Он убрался, и едва он перестал отравлять атмосферу, как ворвалась старая прародительница.
Под ней словно горел пол – так она была возбуждена. Она тяжело дышала, и ее лицо приобрело симпатичный розовато-лиловый оттенок, как всегда бывает, когда на душе у нее неспокойно.
– Берти! – грохнула она. – Когда ты вчера уезжал, ты не забыл запереть дверь спальни?
– Конечно, не забыл.
– Так вот, Дживс говорит, она сейчас открыта.
– Не может быть.
– И тем не менее. Он считает, что Ранкл или какой-нибудь его приспешник отпер дверь отмычкой. Да не кричи ты так, чтоб тебя.
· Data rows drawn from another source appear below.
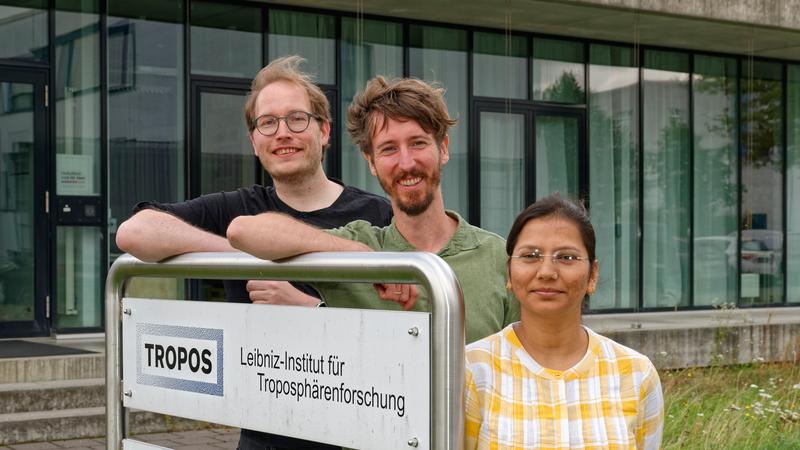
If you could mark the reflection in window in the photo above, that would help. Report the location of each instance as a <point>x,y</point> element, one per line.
<point>226,39</point>
<point>666,175</point>
<point>146,117</point>
<point>78,97</point>
<point>17,219</point>
<point>499,65</point>
<point>762,183</point>
<point>556,155</point>
<point>502,145</point>
<point>226,156</point>
<point>793,186</point>
<point>368,48</point>
<point>558,71</point>
<point>715,181</point>
<point>613,178</point>
<point>312,36</point>
<point>440,55</point>
<point>79,272</point>
<point>23,30</point>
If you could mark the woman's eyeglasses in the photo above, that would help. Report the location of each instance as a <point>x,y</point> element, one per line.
<point>558,258</point>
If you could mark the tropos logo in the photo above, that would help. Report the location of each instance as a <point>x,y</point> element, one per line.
<point>181,358</point>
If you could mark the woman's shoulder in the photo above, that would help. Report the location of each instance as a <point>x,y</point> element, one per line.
<point>498,345</point>
<point>611,350</point>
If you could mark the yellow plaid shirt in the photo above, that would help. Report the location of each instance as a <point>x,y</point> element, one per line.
<point>611,399</point>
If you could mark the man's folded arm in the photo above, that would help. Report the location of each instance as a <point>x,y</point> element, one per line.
<point>276,236</point>
<point>153,235</point>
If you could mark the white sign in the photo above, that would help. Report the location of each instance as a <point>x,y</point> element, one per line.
<point>75,174</point>
<point>349,377</point>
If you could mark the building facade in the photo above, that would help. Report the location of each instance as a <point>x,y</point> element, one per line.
<point>677,122</point>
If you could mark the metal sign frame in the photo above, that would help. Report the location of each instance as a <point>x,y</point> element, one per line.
<point>426,269</point>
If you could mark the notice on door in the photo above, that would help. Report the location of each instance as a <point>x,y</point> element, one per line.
<point>355,378</point>
<point>75,174</point>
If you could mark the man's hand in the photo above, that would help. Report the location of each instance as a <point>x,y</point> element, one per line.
<point>278,293</point>
<point>404,294</point>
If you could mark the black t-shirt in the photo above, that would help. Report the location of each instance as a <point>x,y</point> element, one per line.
<point>214,212</point>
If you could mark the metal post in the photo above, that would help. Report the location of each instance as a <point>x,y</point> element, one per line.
<point>427,269</point>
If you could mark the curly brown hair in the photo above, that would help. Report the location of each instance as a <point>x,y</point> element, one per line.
<point>398,99</point>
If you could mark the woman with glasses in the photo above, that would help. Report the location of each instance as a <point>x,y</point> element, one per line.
<point>548,381</point>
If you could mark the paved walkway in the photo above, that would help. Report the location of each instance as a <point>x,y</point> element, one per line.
<point>212,439</point>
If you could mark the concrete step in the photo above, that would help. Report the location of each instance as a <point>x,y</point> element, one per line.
<point>78,423</point>
<point>52,368</point>
<point>52,395</point>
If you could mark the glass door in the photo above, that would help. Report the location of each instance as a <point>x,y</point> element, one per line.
<point>221,157</point>
<point>24,273</point>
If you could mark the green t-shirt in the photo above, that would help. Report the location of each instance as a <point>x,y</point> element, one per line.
<point>476,256</point>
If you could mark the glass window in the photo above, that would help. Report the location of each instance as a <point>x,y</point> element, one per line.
<point>369,48</point>
<point>502,149</point>
<point>614,174</point>
<point>499,65</point>
<point>23,30</point>
<point>440,55</point>
<point>762,183</point>
<point>226,160</point>
<point>556,142</point>
<point>145,105</point>
<point>558,71</point>
<point>80,277</point>
<point>793,186</point>
<point>226,40</point>
<point>666,179</point>
<point>78,95</point>
<point>715,181</point>
<point>312,36</point>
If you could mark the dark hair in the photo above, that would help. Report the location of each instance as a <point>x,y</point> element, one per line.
<point>555,205</point>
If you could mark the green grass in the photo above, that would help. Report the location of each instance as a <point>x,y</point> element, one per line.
<point>754,406</point>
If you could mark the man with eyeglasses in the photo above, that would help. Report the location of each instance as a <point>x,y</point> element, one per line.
<point>401,127</point>
<point>288,119</point>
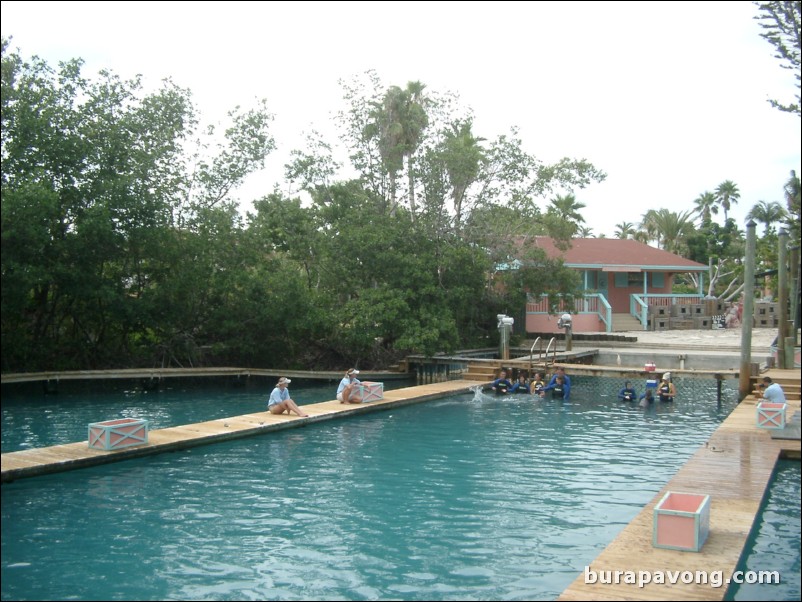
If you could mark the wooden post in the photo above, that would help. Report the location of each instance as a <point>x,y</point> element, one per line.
<point>782,298</point>
<point>744,375</point>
Я мог бы возразить ей, что от человека, которому вдруг все стало ясно, ничего иного и ждать нельзя, но я был слишком поглощен тем, что мне стало ясно, чтобы отвлекаться на обсуждение характеристик моего голоса. Жуткая правда поразила меня аккурат меж глаз, как будто она была яйцом или репой, пущенной меткой рукой одного из маркет-снодсберийских избирателей.
– Бингли! – воскликнул я.
– И не завывай.
– Да не завываю я, просто я воскликнул или, если хотите, возгласил: «Бингли!» Помните Бингли – субъекта, который стащил клубную книгу, вы еще хотели взять его за жабры, как селедку? Родственница моя престарелая, мы влипли с вами по уши. Бингли – тот самый приспешник Ранкла, о котором вы упомянули. Дживс сказал, что он заходил сегодня на чай. Так чего проще – выпил чашечку, потом прокрался наверх и обшарил мою комнату. Он был в свое время личным слугой Ранкла, и Ранкл, естественно, обратился именно к нему, когда ему понадобился подручный. Да, меня не удивляет, что вы вне себя, – добавил я, ибо она запустила в небо одно из тех ядреных односложных словечек, которые столь часто слетали с ее губ в славные времена псовой охоты. – И я вам еще кое-что скажу, чтобы рассеять ваши последние сомнения, если они еще не рассеялись. Он только что заявился опять, и Ранкл пошел с ним совещаться. О чем, по-вашему, они совещаются? Угадайте с трех раз.
Охотничьи общества отлично школят своих дочерей. Она не хлопнулась в обморок, как могла бы другая тетка на ее месте; она всего-навсего повторила это односложное словцо, на сей раз потише, я бы сказал – раздумчиво, как аристократка времен Великой французской революции при известии о том, что телега до места казни подана.